Electrochemical reduction of polycyclic aromatic compounds using microfibrous, high hydrogen overpotential electrodes.

摘要

The transformation of fundamental electrochemical technology into commercial processes that both meet societal needs and operate to generate a profit is the heart of industrial electrochemistry. However, few works have investigated inexpensive, efficient electrode design and electrolytic reactor engineering for direct electrochemical reduction of polycyclic aromatic compounds. The objective of this investigation was to design an effective process for electrochemically reducing these heavy hydrocarbons.; Porous microfibrous structures were manufactured utilizing Auburn University's technology for preparing nonwoven sheets of metal-cellulose preforms and sintering in a hydrogen environment. High hydrogen overpotential electrodes were fabricated by electroplating these substrates with micronic films of cadmium or zinc. Depositions were assessed using SEM and cyclic voltammetry to indicate complete, conformal coverage. AC impedance provided estimations of surface area and roughness for substrates and electrodes and confirmed non-rigorous model calculations.; Fabricated electrodes were utilized for stirred batch electroreduction of coal liquid, anthracene, and vanadium octa-ethylporphyrin.
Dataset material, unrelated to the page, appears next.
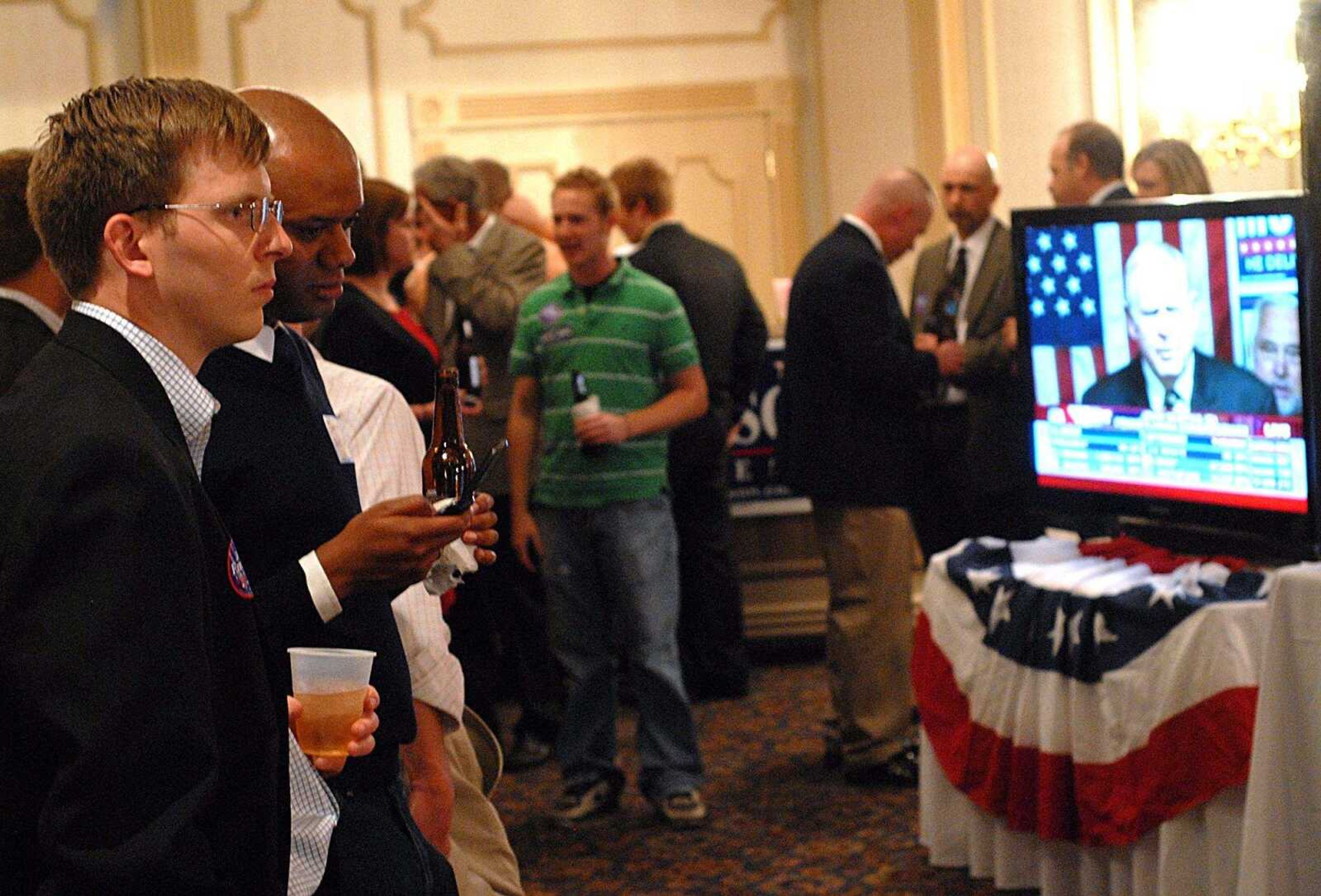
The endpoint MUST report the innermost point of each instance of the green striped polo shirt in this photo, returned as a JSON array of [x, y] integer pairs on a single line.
[[627, 341]]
Feasibility of electrolytic hydrogenation for these reactants was demonstrated in both homogeneous phase and aqueous emulsion electrolytes despite gas evolution competition. Simultaneous electro-demetallization and electro-extraction of porphyrin bound vanadium in a hydrocarbon stream was shown for a liquid-liquid emulsion system. Finally, enhanced mass transfer performance was illustrated for fabricated microfibrous electrodes over planar geometries, and subsequent utilization in a laboratory flow-past reactor provided insight for industrial electrolytic design.